Bei Pynchon ist man genauso wie seine Protagonisten versucht, eine tiefere Bedeutung und versteckte Verbindungen hinter all der Skurrilität zu suchen. Man fühlt sich beim Lesen wie Hicks, dem das alles mehr als seltsam erscheint: »Ja, irgendwas lässt einen Schauer über Hicks’ Kopfhaut kriechen, setzt ihm den Sombrero des Unbehagens auf, wie man in der Branche sagt. Irgendwas stimmt hier nicht.«
Man kann es für unangebracht halten, dass Pynchon den düsteren Vorabend des Zweiten Weltkriegs mit seiner ungehemmten Freude am Unfug vermengt. Wenn Hicks auf gutgelaunte Nazis (»Wir sind schließlich Nationalsozialisten, also legen wir Wert auf Gemeinschaft. Probier’s mal aus, könnte dir Spaß machen.«) oder den Judenjäger Heino Zäpfchen trifft, der schon mal »kehrtmacht und einen Juden in Sicherheit bringt, den er schon ans Messer geliefert und für den er schon Kopfgeld kassiert hat – Verfolgung und Rettung, auf die Weise macht er zweimal Kasse«.
Chaotische Gleichzeitigkeit
Man kann seinen Roman aber auch aus der Perspektive einer chaotischen Gleichzeitigkeit betrachten, die der komplexen, brüchigen Welt innewohnt. Bei Pynchon ist alles so unsinnig wie sinnig. Die aufkommende Massenkultur mit all ihren ausschweifenden Partys, den Big Bands, das Unterhaltungskino und sein Starsystem, das alles existiert, während in der gleichen Fortschrittsbewegung eine Entmenschlichung einsetzt, die in einem gigantischen Massenmord mündet.

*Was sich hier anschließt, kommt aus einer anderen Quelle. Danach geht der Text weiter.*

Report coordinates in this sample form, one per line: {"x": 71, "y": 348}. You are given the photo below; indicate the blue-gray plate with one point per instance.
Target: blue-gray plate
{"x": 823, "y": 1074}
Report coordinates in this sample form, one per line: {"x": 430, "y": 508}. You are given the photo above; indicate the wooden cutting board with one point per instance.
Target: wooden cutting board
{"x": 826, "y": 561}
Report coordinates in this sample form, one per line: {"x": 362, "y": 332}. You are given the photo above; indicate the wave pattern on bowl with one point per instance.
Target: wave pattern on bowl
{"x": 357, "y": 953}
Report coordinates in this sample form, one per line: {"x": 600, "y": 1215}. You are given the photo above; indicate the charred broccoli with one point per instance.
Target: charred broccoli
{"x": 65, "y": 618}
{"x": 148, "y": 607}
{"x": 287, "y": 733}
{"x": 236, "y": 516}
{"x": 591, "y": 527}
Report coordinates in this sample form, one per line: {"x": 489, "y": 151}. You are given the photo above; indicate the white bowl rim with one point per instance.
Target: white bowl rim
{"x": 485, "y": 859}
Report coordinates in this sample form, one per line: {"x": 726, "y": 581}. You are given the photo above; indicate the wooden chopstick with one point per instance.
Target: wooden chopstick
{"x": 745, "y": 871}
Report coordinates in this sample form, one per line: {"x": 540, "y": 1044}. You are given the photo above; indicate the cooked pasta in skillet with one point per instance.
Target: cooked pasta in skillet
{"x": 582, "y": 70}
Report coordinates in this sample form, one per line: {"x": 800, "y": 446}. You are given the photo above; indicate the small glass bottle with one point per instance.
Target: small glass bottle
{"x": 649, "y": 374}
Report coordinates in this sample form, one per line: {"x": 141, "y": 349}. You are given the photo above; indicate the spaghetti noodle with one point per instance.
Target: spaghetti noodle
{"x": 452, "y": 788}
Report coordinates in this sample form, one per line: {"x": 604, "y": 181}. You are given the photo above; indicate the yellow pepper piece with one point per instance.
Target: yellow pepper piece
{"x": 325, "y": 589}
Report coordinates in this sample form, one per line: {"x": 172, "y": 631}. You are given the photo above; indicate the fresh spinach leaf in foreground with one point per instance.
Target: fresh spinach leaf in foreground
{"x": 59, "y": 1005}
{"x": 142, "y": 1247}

Die Gleichzeitigkeit des Banalen und des Schrecklichen spiegelt sich in Pynchons Form wider. Das Triviale und Alberne stehen gleichberechtigt neben dem Ernsten und Verhängnisvollen. Etwa, wenn eine verrückte, 2.000 Kilometer lange Motorrad-Rallye, die das ganze Jahr über dauert und tief in die Wälder Transsilvaniens führt, nur das Vehikel ist, um mögliche Fluchtrouten für einen jüdischen Exodus aus Mitteleuropa auszutesten. Oder wenn der jüdische Widerstand neben einer Selbstverteidigungsgruppe, die in Bratislava Krav Maga entwickelt, auch einen Bugatti fahrenden Golem umfasst, der mit einem Maschinengewehr als Arm die »irdische Variante von Azrael, dem Engel des Todes«, verkörpert.
Auch wenn manche Aspekte des Wahnsinns, von dem die USA derzeit heimgesucht werden, aus einem Pynchon-Roman stammen könnten, gehört »Shadow Ticket« nicht zu jenen Werken, die mit ihrem Blick in die Geschichte einen allzu mahnenden Kommentar auf die Gegenwart abgeben wollen. Das wäre eines Pynchons auch nicht würdig. Vielleicht sollte man das Buch auch einfach als das betrachten, was es ist: Ein so unbehaglicher wie rauschhafter Trip, so lustig wie schwindelerregend erzählt und mit einer Sprachversiertheit und Detailversessenheit aufwartend, die staunen lässt. Man fühlt sich beim Lesen wie in einem Labyrinth gefangen, in das man Seite um Seite tiefer hineingeführt wird. Ein Labyrinth, bei dem man wie Hicks am Ende nicht weiß, ob man eigentlich hinausgefunden hat.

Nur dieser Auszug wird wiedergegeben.